Titolo: It was you from the start
Fandom: “Suits”
Conteggio parole: 1883
Stagione: Prima stagione
Rating: NC17 (non tutti i capitoli)
Pairing: Harvey/Mike, Harvey/OFC, accenni a Mike/Rachel, possibile Louis/Mike
Warning: slash, death!fic (nessun personaggio principale)
Disclaimer: I personaggi - ahimé - non mi appartengono.
Note: Scritta per
bingo_italia (Vendetta)
Riassunto: Mike si scopre innamorato di Harvey. Ad Harvey non importa di nessuno, tranne che di se stesso. E Louis è sempre in agguato...
Ogni cosa aveva un inizio, Mike lo sapeva molto bene. La sua tristezza era cominciata il giorno che i suoi genitori erano morti, la sua vita alla giornata quando Trevor lo aveva convinto a vendere quell'esame di matematica. E la sua nuova vita, quella che gli piaceva malgrado lo stress, era iniziata quando Mike si era rifugiato nella sala dell'albergo e Donna lo aveva fatto passare.
La sua vita era cambiata dal momento che aveva conosciuto Harvey Specter.

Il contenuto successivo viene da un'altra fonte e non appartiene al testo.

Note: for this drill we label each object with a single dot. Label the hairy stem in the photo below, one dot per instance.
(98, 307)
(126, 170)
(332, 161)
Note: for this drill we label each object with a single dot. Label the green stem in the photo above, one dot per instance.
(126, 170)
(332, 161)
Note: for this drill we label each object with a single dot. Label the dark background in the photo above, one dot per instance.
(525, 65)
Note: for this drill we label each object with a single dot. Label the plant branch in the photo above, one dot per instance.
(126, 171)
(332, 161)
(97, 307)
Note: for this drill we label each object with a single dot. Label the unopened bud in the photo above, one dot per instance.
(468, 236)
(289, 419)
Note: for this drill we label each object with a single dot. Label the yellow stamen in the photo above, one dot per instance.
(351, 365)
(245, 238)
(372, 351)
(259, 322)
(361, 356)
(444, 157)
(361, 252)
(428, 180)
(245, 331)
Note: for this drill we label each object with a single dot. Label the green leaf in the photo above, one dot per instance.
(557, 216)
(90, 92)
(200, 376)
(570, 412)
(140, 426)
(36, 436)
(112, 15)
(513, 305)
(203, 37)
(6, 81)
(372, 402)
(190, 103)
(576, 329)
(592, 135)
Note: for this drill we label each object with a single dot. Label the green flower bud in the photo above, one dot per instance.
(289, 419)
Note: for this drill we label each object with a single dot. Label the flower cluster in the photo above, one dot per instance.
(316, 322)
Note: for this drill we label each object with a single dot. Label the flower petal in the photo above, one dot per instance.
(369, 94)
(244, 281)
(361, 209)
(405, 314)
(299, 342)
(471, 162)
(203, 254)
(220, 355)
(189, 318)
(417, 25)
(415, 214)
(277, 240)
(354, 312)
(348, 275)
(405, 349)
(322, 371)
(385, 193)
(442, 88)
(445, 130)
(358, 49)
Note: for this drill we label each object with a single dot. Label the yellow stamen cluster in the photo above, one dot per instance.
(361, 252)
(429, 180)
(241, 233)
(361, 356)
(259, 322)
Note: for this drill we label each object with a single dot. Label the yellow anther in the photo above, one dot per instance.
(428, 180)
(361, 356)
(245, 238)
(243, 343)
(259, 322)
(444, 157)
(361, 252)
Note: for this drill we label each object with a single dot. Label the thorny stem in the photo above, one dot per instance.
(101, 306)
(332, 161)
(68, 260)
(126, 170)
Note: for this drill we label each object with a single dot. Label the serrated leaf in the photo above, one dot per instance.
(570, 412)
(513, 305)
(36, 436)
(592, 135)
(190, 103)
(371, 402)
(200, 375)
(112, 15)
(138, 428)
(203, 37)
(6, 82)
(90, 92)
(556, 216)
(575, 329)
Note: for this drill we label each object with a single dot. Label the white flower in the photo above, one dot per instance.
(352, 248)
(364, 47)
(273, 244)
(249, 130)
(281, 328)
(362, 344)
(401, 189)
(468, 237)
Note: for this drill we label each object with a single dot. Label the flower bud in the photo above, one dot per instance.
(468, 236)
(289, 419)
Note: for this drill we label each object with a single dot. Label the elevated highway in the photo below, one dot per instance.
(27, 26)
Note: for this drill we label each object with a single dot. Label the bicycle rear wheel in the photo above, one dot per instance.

Ora Mike doveva solo capire in cosa consisteva il cambiamento. Più soldi, certo, anche se non abbastanza per arrivare alla fine del mese, e un lavoro sicuro - almeno fino a quando il suo piccolo segreto non fosse venuto alla luce - e soddisfacente. Ma non bastava, c'era dell'altro, qualcosa che il ragazzo non riusciva ad accettare.
Al principio non ci aveva fatto caso: la sua ricerca costante dell'approvazione di Harvey per lui era soltanto un modo per ripagarlo, per aver scommesso su di lui, malgrado la mancanza della laurea. Poi, mentre le ore di lavoro aumentavano e quelle di sonno diminuivano, si era detto che era solo dovere. Chissà, magari vedeva Harvey come una nuova figura paterna che voleva compiacere in cambio di una pacca su una spalla e di un sorriso.
Quando aveva accennato la cosa a Donna, lei si era limitata a ridacchiare tirando in ballo Edipo, e Mike si era rabbuiato, cambiando argomento.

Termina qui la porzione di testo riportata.